As a second year I have reached a certain degree of cynicism about my position as an undergrad at this university. As such I am already the smallest and peskiest of my tutors’ duties – they are here to do research, sometimes lecture, look after grads, and then teach us. More often than not we insult them and their time by handing in work that we dashed off forty minutes before the deadline for no particular reason (but also, mate, because I was so hungover). We are young, intellectually immature, and our degrees are sweeping taster courses at the end of which – infancy of all infancies – we sit exams.
And yet – most of us are here for eight weeks a term, three terms a year, for three/four years. In three years I am expected to come to grips with 1500 years of English literature. How could I possibly? Then again, with its compulsory Old English paper, it is the most rigorous English course in the world. When I leave this place at 21, myself and my peers will have the most wide-ranging knowledge of English literature out of anyone else our age.
Oxford is a dichotomous place: the demands made of you are nigh impossible to fulfill, and yet we must recognize quite how much we do achieve in the little time we have. The powers that be can try as they might to take Oxbridge of its pedestal, but the fact remains that its graduates will always have a premium on the job market because of what the climate here trains them to do: I will leave this place with a fairly superficial knowledge of the afore-mentioned 1500 years, but more important is the ability that Oxford has given me, of producing under pressure; the ability, we might say, of bullshit. All those essays you dashed off hungover and forced your poor tutor to wade through, your poor tutor who has waded through generation after generation of people talking about Milton’s satanic sympathies; every single one of those essays will have prepared you for the ‘real world’, where you will be asked to come up with something, anything, as quickly as possible.
My time at Oxford has gone in peaks and troughs. My fresher year was a blur of alcohol-induced magnanimity and skimming through Prelims because I felt justified in not caring – I’d busted my gut to get myself here and I was determined to enjoy it.
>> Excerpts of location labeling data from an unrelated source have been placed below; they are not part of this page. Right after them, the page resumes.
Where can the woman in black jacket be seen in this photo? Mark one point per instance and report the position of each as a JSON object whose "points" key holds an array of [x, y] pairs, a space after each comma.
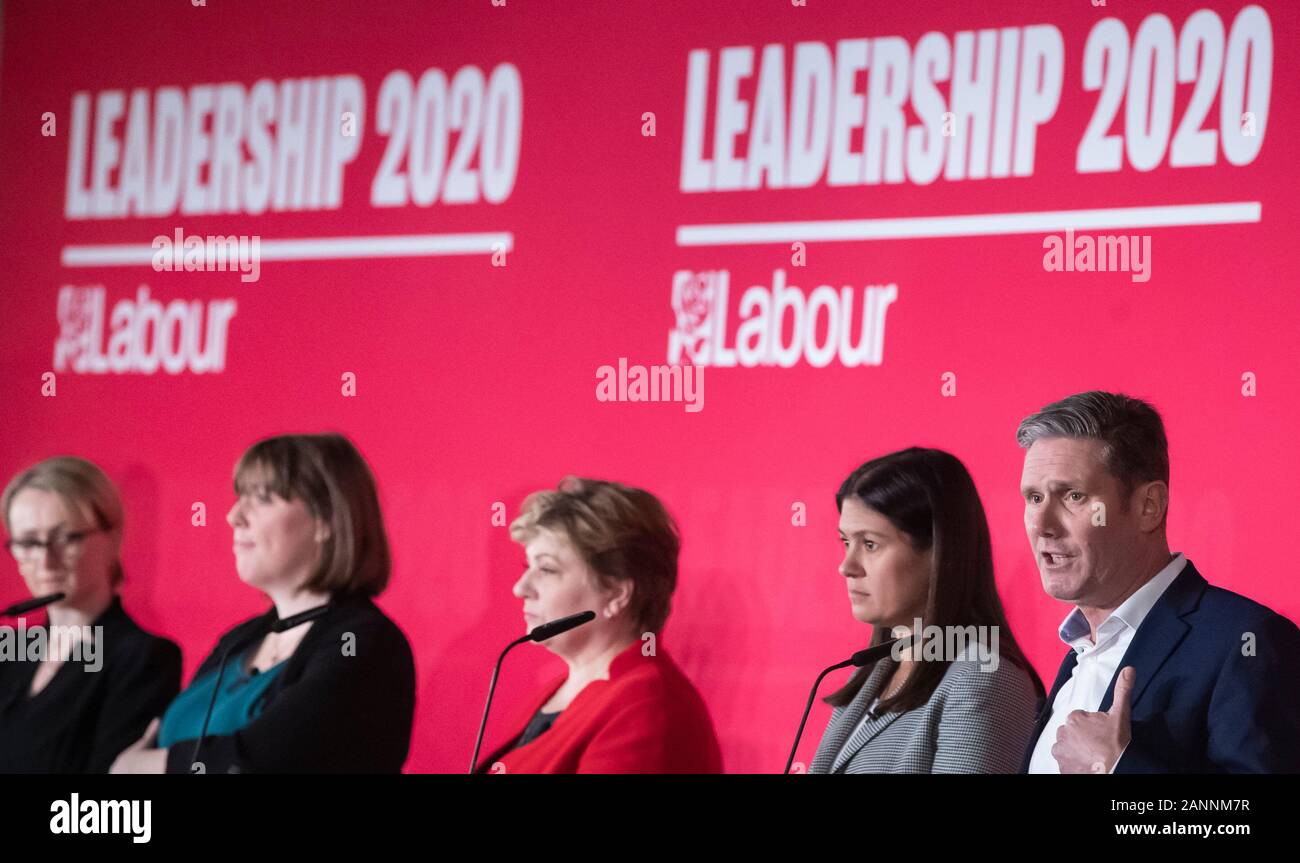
{"points": [[332, 694], [73, 699]]}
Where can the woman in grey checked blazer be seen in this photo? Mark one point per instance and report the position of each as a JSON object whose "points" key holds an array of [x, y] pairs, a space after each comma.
{"points": [[917, 547]]}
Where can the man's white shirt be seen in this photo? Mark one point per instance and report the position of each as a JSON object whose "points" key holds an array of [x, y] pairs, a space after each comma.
{"points": [[1096, 664]]}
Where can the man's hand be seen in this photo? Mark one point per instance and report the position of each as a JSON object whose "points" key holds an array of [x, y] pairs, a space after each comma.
{"points": [[142, 757], [1091, 742]]}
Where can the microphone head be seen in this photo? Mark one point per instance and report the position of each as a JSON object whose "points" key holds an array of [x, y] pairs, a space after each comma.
{"points": [[874, 654], [31, 605], [562, 625], [299, 619]]}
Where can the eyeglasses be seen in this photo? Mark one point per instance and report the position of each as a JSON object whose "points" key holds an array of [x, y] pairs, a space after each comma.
{"points": [[64, 545]]}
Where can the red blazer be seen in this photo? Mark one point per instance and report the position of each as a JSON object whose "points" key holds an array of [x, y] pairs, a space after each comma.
{"points": [[646, 718]]}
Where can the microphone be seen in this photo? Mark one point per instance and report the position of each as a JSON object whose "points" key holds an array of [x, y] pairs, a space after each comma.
{"points": [[538, 633], [30, 605], [858, 659], [280, 625]]}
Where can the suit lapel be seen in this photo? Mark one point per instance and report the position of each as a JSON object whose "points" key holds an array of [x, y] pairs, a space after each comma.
{"points": [[1064, 673], [1160, 633], [849, 741]]}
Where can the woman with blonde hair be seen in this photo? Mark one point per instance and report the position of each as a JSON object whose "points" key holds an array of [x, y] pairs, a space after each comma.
{"points": [[59, 712], [624, 706]]}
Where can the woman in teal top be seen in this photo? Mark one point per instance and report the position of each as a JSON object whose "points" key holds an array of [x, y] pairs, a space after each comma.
{"points": [[336, 692], [242, 698]]}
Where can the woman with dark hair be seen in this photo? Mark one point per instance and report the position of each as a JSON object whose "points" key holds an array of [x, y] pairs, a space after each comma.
{"points": [[960, 697], [334, 694]]}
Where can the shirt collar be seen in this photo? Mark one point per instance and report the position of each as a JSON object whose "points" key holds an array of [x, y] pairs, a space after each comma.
{"points": [[1130, 612]]}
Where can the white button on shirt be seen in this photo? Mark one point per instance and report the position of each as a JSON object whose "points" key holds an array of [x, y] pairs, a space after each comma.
{"points": [[1096, 663]]}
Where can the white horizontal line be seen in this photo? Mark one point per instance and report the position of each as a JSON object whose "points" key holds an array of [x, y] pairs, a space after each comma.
{"points": [[307, 250], [974, 225]]}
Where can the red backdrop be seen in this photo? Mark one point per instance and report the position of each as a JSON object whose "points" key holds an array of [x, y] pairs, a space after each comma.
{"points": [[475, 382]]}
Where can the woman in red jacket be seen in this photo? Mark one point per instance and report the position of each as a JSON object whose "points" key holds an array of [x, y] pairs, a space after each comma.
{"points": [[624, 706]]}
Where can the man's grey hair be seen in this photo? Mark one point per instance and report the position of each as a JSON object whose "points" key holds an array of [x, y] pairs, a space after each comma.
{"points": [[1131, 432]]}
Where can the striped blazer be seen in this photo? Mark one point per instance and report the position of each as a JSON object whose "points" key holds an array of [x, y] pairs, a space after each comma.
{"points": [[976, 721]]}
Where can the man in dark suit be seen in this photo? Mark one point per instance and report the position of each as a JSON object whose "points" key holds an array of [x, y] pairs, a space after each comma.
{"points": [[1165, 672]]}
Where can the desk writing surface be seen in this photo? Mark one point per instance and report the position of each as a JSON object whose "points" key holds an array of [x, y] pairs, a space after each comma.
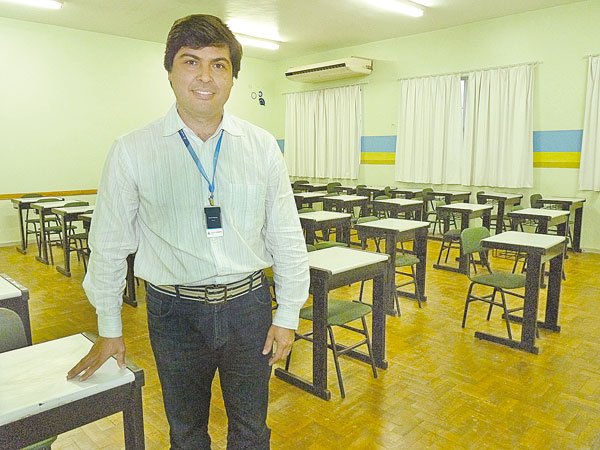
{"points": [[323, 215], [530, 240], [400, 201], [340, 259], [346, 198], [395, 224], [552, 213], [473, 207], [73, 210], [8, 290], [50, 205], [33, 378]]}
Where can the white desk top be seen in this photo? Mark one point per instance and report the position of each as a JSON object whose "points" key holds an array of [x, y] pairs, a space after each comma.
{"points": [[531, 240], [552, 213], [564, 199], [33, 378], [50, 205], [347, 198], [8, 290], [310, 194], [395, 224], [472, 207], [401, 201], [73, 210], [502, 195], [318, 216], [341, 259], [31, 199]]}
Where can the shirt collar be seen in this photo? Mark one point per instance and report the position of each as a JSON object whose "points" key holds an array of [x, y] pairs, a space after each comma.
{"points": [[173, 123]]}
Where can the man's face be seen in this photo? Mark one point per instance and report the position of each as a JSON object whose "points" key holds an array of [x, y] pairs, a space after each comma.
{"points": [[201, 79]]}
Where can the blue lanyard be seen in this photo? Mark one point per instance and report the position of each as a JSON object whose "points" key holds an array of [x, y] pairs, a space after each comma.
{"points": [[211, 184]]}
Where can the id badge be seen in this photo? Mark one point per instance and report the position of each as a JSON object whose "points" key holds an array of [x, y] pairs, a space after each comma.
{"points": [[214, 228]]}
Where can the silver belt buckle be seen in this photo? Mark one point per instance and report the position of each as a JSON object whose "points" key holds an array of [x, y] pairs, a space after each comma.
{"points": [[215, 288]]}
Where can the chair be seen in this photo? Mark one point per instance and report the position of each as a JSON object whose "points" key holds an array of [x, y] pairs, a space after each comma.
{"points": [[331, 186], [12, 337], [501, 282], [340, 313]]}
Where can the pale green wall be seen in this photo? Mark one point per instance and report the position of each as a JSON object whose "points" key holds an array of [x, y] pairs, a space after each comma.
{"points": [[67, 94], [560, 38]]}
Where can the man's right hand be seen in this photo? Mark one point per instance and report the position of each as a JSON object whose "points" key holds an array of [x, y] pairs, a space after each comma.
{"points": [[102, 349]]}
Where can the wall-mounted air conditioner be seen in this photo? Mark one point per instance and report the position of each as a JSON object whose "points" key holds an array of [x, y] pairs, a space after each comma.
{"points": [[331, 70]]}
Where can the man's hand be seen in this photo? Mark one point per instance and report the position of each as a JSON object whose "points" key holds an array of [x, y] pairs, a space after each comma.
{"points": [[283, 339], [102, 349]]}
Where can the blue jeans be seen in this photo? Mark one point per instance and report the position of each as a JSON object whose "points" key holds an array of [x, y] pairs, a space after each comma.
{"points": [[190, 341]]}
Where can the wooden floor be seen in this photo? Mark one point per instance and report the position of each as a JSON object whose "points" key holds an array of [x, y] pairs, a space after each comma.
{"points": [[444, 389]]}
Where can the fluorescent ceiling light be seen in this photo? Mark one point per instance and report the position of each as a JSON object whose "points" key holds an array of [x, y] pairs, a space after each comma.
{"points": [[260, 30], [392, 5], [254, 42], [48, 4]]}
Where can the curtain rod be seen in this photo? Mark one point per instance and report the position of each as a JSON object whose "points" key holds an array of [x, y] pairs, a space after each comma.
{"points": [[325, 89], [464, 72]]}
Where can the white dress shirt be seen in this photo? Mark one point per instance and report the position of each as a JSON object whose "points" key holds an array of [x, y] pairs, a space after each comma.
{"points": [[151, 199]]}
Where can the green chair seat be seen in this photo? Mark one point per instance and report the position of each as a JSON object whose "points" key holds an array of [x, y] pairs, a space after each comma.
{"points": [[339, 312], [328, 244], [502, 280], [406, 260]]}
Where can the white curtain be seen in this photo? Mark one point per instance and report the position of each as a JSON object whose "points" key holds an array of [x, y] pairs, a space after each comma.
{"points": [[498, 149], [429, 130], [589, 166], [322, 133]]}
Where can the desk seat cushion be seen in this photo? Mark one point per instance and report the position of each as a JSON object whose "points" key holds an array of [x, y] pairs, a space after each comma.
{"points": [[503, 280], [339, 312], [404, 260]]}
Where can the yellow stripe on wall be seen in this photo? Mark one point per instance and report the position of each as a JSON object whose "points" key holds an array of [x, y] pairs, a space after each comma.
{"points": [[564, 160], [377, 158]]}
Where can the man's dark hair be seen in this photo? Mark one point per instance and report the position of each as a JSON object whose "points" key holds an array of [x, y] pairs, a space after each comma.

Second year came and the change in pace was remarkable: my workload, although still heavier than at any of my friends’ universities, was far more humane. Gone were the days of biweekly 3,000 word essays plus commentary and presentation – a baptism of fire, the cruelty of which I am only starting to register. The rhythm was now one of a single essay, and of working myself into a crescendo of stress over the course of a five day period to get it in on time with my integrity intact. I fell into a rhythm of giving myself three days for reading and two for writing. Consequently I submitted work that had promise but was lacking in depth – my tutors accused me of making sweeping generalizations and of not knowing having contextualized.
My fifth term at Oxford hit, and with it a much worse case of the blues. I have heard the testimonies of relapses into eating disorders, struggles with depression, bipolar disorder, suicidal tendencies, and alcoholism. In my case it was a much simpler case of feeling that I wasn’t erudite enough, that I didn’t spend enough time working to justify how little I did outside of my degree, and that I didn’t socialize enough. Days would dribble away and I would hate myself for it. Essay after essay that I had tried so very hard at were handed back with not even a cursory ‘well done’.
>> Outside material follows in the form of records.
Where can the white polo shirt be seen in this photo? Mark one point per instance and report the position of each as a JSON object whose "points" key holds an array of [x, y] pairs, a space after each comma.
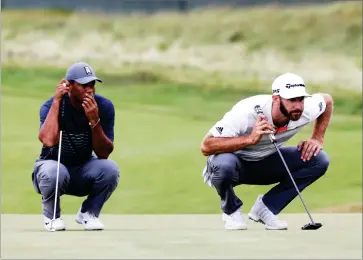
{"points": [[239, 121]]}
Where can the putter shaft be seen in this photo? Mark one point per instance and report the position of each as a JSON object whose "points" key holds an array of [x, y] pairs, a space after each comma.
{"points": [[292, 179]]}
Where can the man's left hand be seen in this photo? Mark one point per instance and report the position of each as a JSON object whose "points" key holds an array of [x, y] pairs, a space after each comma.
{"points": [[310, 147], [91, 109]]}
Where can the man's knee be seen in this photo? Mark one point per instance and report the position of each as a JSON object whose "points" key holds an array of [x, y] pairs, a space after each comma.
{"points": [[322, 162], [109, 170], [46, 176], [224, 167]]}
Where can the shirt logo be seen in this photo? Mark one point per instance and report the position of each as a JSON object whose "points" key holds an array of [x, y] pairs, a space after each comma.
{"points": [[219, 129]]}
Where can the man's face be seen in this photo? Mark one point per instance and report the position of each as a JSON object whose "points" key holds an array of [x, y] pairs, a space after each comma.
{"points": [[292, 108], [78, 91]]}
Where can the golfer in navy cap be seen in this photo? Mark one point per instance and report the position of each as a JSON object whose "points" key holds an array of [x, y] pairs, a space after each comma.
{"points": [[87, 120]]}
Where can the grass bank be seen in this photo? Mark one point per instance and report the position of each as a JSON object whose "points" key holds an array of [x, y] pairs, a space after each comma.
{"points": [[223, 47]]}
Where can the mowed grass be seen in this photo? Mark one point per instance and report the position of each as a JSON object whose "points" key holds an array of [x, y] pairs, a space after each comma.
{"points": [[158, 131]]}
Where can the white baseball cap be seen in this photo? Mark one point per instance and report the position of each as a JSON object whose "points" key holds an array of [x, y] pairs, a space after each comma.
{"points": [[289, 85]]}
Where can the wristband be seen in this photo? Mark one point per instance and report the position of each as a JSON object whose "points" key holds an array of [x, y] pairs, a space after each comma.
{"points": [[94, 124]]}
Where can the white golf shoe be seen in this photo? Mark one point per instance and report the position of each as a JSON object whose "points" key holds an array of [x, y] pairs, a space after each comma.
{"points": [[261, 213], [89, 221], [234, 221], [57, 225]]}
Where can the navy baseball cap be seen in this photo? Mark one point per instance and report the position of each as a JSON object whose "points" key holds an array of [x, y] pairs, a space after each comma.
{"points": [[82, 73]]}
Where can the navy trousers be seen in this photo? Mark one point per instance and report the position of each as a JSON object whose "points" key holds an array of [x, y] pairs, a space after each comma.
{"points": [[228, 171], [97, 179]]}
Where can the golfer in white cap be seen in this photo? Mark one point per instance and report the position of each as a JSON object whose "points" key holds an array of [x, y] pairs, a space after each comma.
{"points": [[240, 152]]}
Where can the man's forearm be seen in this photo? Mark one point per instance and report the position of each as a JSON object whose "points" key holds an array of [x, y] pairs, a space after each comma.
{"points": [[101, 144], [49, 133], [322, 122], [214, 145]]}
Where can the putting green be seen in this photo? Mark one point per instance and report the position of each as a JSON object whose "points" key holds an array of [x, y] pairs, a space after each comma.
{"points": [[182, 236]]}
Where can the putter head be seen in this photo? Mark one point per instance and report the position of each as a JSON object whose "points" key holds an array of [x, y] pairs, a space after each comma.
{"points": [[312, 226]]}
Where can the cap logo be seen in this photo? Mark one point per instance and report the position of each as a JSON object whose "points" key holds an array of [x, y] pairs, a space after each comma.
{"points": [[276, 91], [288, 86], [88, 70]]}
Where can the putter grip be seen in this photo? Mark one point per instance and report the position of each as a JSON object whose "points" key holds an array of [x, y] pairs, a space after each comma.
{"points": [[61, 119], [259, 111]]}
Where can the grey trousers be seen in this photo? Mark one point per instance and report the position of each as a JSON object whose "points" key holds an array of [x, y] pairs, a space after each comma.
{"points": [[97, 179]]}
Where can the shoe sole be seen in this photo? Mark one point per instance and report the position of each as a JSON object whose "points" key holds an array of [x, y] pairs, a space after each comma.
{"points": [[258, 220]]}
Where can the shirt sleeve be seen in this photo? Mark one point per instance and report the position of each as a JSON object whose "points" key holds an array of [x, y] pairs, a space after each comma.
{"points": [[108, 120], [315, 106], [233, 124]]}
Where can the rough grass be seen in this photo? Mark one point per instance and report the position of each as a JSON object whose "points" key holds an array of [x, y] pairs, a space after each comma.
{"points": [[214, 46]]}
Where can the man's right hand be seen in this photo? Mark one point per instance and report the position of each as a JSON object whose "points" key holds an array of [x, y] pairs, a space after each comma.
{"points": [[261, 127], [62, 88]]}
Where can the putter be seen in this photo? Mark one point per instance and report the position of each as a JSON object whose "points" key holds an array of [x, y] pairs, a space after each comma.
{"points": [[310, 226], [52, 229]]}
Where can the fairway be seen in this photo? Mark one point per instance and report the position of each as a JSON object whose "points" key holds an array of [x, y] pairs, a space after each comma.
{"points": [[182, 236], [158, 131]]}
I think it telling that Oxford, historically, is founded for the privileged, male population coming out of boarding school, where the dominant mentality is one of all hardship being ‘character-building’. Even the name of the problem – the ‘blues’ – trivializes it. Here lies the issue: mental health at Oxford is treated too lightly. It is expected that everyone get ‘the blues’ regardless of whether they have been medically diagnosed with a mental condition. It is something you are expected to ‘get through’.
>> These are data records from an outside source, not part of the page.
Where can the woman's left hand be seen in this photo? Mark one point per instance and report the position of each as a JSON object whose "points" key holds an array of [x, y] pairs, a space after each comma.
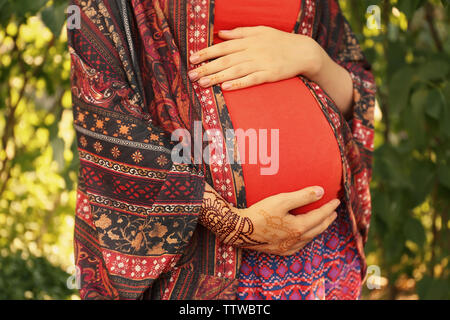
{"points": [[255, 55]]}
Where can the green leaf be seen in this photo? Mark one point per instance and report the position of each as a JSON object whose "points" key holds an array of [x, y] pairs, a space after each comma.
{"points": [[430, 288], [58, 151], [434, 104], [433, 69], [414, 231], [444, 175]]}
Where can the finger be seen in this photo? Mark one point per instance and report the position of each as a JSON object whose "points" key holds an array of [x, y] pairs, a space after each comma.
{"points": [[234, 72], [217, 65], [293, 200], [252, 79], [309, 221], [240, 32], [217, 50], [311, 234]]}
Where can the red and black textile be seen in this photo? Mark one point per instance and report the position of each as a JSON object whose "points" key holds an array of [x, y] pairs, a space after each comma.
{"points": [[136, 231]]}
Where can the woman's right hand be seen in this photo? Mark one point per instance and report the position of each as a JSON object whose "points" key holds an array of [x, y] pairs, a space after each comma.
{"points": [[267, 226]]}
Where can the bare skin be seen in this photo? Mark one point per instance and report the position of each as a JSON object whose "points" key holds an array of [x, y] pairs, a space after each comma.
{"points": [[256, 55], [267, 226]]}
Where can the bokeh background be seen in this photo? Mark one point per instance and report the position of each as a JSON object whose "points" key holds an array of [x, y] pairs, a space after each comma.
{"points": [[409, 237]]}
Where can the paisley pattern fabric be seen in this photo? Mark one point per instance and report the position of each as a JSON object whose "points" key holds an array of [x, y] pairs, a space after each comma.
{"points": [[136, 231]]}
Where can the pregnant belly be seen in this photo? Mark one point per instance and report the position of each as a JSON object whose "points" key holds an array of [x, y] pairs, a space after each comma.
{"points": [[307, 151]]}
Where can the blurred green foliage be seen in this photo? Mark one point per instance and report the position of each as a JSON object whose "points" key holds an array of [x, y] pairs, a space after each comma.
{"points": [[409, 238]]}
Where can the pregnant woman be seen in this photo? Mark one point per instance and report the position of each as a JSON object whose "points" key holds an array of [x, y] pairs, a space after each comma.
{"points": [[149, 227]]}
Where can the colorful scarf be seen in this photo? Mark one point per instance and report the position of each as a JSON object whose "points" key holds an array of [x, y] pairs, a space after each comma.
{"points": [[136, 231]]}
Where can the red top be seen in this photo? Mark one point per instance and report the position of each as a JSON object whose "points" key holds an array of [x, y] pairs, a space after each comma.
{"points": [[308, 150]]}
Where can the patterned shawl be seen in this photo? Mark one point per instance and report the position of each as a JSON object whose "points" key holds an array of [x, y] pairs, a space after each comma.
{"points": [[136, 231]]}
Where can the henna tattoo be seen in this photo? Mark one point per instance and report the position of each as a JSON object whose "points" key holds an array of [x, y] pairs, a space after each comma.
{"points": [[231, 228]]}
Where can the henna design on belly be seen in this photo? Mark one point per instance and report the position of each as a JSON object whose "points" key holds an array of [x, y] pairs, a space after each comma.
{"points": [[277, 226]]}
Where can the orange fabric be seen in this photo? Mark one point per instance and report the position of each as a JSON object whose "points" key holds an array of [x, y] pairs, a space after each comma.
{"points": [[308, 150]]}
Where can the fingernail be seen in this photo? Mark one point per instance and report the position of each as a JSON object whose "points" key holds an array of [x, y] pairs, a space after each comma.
{"points": [[319, 191], [226, 85], [193, 75], [204, 81]]}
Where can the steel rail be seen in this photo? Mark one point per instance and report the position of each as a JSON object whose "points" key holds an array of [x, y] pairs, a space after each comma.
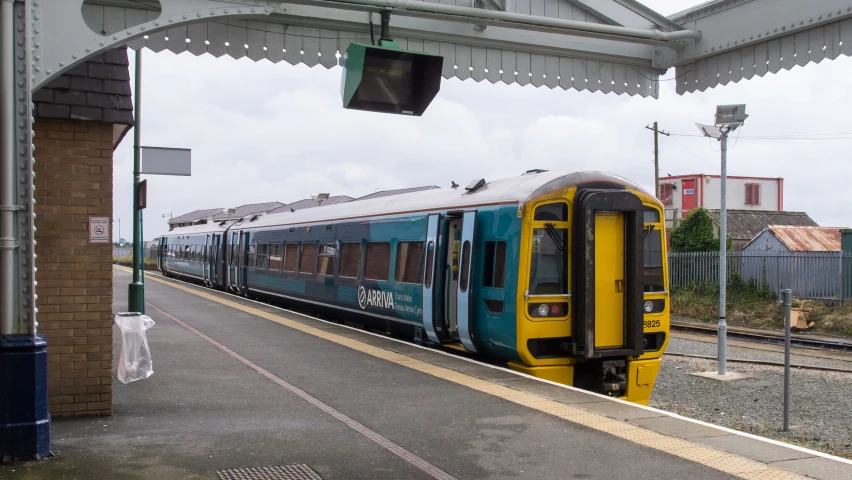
{"points": [[761, 362], [839, 345]]}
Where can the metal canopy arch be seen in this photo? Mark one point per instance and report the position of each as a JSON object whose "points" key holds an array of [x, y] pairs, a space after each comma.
{"points": [[742, 39], [553, 43]]}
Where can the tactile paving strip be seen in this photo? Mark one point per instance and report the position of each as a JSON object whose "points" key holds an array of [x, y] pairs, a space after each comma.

But it’s not just a 5th week issue. It builds over the course of term where there is no try, there is only do, and what you do is never good enough. A reading week in fifth week would not be enough to help those who struggle with serious conditions to consolidate for the next half of term, nor would it shake the feeling of inadequacy that most of us feel. As superegos, we were conditioned with praise. It is the language we respond to and flourish under. It would do us all some good if we started to get some.